Although Paloma had previously worked with the substitute, he hadn't seen him in a few years and was horrified to discover the replacement had ballooned to nearly 300 pounds. "Don't see the show tonight," begged Paloma at the time. "You'll crucify me. Jeez, the guy's legs--tree trunks!"
Adroitly using his avoirdupois to comic advantage, however, the porcine Presley won the audience over by cleverly parodying the bloated late-period Elvis. Wandering through the theater while singing, he snatched at bags of popcorn and other snacks, a running gag that brought the impersonation to an entirely different level.

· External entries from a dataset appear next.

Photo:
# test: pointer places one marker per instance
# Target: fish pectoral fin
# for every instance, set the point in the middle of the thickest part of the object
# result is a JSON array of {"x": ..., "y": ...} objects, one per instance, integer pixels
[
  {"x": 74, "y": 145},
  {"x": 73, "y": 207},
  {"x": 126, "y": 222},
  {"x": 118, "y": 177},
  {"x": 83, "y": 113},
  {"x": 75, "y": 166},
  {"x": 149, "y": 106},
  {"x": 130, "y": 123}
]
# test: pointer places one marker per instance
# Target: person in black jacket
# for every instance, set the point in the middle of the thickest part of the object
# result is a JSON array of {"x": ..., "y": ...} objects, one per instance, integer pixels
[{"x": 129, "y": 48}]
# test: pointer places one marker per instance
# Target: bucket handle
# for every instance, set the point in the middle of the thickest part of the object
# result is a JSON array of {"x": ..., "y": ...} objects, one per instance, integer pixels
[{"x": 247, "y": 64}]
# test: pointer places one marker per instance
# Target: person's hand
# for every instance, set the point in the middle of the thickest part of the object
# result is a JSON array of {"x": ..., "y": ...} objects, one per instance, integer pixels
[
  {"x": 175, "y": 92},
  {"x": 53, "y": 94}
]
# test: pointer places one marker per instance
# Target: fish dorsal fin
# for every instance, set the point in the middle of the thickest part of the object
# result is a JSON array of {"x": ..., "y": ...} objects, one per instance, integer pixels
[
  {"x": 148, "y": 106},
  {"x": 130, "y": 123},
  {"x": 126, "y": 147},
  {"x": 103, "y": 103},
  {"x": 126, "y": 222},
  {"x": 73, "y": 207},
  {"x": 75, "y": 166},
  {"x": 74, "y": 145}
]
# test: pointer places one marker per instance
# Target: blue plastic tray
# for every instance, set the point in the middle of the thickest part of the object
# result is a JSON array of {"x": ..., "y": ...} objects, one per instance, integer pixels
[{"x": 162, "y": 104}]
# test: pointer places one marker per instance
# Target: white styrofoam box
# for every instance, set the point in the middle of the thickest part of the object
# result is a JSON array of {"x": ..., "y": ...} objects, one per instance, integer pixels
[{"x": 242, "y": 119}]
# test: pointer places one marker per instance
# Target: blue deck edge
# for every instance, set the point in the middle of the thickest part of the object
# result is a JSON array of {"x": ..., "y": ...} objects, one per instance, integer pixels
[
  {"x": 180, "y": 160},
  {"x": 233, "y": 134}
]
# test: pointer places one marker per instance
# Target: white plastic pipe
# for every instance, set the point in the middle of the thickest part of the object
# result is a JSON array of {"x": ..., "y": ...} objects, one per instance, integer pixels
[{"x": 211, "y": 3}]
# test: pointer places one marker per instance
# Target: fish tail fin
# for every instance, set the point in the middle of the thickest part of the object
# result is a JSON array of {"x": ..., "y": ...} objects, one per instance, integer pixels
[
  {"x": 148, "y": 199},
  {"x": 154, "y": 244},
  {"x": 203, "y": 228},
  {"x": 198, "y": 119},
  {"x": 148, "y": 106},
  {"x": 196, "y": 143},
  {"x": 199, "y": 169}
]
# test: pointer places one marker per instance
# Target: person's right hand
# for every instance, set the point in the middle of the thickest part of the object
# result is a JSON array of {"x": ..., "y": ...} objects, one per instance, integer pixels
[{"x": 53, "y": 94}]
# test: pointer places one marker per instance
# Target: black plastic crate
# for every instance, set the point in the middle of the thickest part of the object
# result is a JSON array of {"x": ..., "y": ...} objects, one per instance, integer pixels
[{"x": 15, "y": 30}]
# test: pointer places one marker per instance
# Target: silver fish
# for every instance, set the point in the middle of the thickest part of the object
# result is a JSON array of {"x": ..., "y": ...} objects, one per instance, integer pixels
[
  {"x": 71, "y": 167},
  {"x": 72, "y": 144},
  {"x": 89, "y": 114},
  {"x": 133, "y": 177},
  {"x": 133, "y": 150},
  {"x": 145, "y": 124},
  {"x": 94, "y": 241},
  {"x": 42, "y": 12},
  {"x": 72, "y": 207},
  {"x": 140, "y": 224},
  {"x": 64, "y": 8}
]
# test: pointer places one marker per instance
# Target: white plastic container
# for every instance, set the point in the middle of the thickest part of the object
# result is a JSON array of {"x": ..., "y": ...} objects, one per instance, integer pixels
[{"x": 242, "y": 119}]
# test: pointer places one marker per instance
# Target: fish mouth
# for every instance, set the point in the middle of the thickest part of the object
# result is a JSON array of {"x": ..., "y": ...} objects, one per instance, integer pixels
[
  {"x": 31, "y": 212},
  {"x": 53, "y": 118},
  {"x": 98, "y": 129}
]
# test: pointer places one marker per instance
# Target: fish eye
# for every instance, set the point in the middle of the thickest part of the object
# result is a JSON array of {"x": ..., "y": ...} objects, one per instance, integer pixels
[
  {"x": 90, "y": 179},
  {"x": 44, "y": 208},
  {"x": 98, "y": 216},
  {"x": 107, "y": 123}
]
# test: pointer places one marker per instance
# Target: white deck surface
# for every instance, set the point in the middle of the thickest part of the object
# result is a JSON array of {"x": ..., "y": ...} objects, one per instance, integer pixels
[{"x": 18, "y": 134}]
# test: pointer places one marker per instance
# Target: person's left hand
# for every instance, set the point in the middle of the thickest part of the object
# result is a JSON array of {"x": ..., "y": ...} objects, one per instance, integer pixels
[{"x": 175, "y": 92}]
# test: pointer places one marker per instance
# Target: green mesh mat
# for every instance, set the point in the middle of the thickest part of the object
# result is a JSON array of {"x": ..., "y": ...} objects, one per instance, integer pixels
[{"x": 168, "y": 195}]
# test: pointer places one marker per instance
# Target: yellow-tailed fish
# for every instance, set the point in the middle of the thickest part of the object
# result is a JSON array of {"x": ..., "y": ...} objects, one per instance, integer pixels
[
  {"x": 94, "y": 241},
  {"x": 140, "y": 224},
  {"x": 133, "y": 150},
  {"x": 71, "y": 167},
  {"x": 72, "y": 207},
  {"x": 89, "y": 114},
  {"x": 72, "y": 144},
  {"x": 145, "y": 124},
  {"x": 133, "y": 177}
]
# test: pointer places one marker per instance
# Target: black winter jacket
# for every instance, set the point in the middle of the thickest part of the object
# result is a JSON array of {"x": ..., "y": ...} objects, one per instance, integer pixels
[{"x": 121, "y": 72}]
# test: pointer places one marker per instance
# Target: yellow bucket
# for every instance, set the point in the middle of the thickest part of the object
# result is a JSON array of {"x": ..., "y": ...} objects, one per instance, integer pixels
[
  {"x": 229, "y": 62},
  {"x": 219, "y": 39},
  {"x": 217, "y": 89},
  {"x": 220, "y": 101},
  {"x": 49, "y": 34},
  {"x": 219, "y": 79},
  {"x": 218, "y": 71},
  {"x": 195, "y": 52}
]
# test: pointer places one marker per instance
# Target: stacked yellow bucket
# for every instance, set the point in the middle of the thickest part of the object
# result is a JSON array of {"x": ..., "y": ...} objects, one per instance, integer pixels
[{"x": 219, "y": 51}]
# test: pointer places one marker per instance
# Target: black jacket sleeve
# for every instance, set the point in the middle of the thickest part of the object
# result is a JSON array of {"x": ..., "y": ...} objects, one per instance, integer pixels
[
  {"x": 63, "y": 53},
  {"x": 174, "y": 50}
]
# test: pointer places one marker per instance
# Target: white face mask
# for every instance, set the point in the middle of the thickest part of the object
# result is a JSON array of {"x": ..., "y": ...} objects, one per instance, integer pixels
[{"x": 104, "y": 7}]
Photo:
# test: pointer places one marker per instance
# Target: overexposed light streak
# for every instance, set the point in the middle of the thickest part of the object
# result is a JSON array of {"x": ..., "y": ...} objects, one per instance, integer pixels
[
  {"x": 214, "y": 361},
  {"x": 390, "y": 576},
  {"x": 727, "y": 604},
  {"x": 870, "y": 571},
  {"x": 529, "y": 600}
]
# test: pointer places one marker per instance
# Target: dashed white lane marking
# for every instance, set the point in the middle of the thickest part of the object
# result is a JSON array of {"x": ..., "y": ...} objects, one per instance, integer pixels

Crowd-pleasing as the fill-in was, Presley purists like the regular "Legendary Superstars" Elvis insist that shift was not an upward move.
"For the real, true sense of what Elvis is about, that sort of parody is just not funny," says 37-year-old Presley look-alike Paul Casey, the only cast member who truly looks like the star he portrays. "At the end, Presley was a very depressed, sad person. His whole life had turned to shit. He hated the way he looked, his management wasn't letting him do what he wanted, he didn't care and he fell into drugs. I'm sorry, but that's what happened."
After nine years of crisscrossing the globe in a white, high-collared jumpsuit, tinted aviator glasses and muttonchop sideburns, Casey can definitely relate.
"I can see how the man got burned out on it," says Casey. "I myself can't do anything further than what I'm doing right now. I need to take it to another level."
In view of his respect for Presley (which didn't prevent him from accepting a role as an Elvis impersonator in the less-than-reverential Honeymoon in Vegas), just what that level might be is unclear.
"I don't know what I'll do," says Casey of life after Elvis. "Maybe I'll go into entertainment law. I'd also like to produce. I do know that I want to give something back to the people."
The "Legendary Superstars" sole female cast member may be the only woman in show business who, when asked for her autograph, scribbles three names--Marilyn Monroe, Patsy Cline and Marsha Finn. As it turns out, that triple-decker John Hancock is indicative of her enigmatic approach to celebrity pantomime.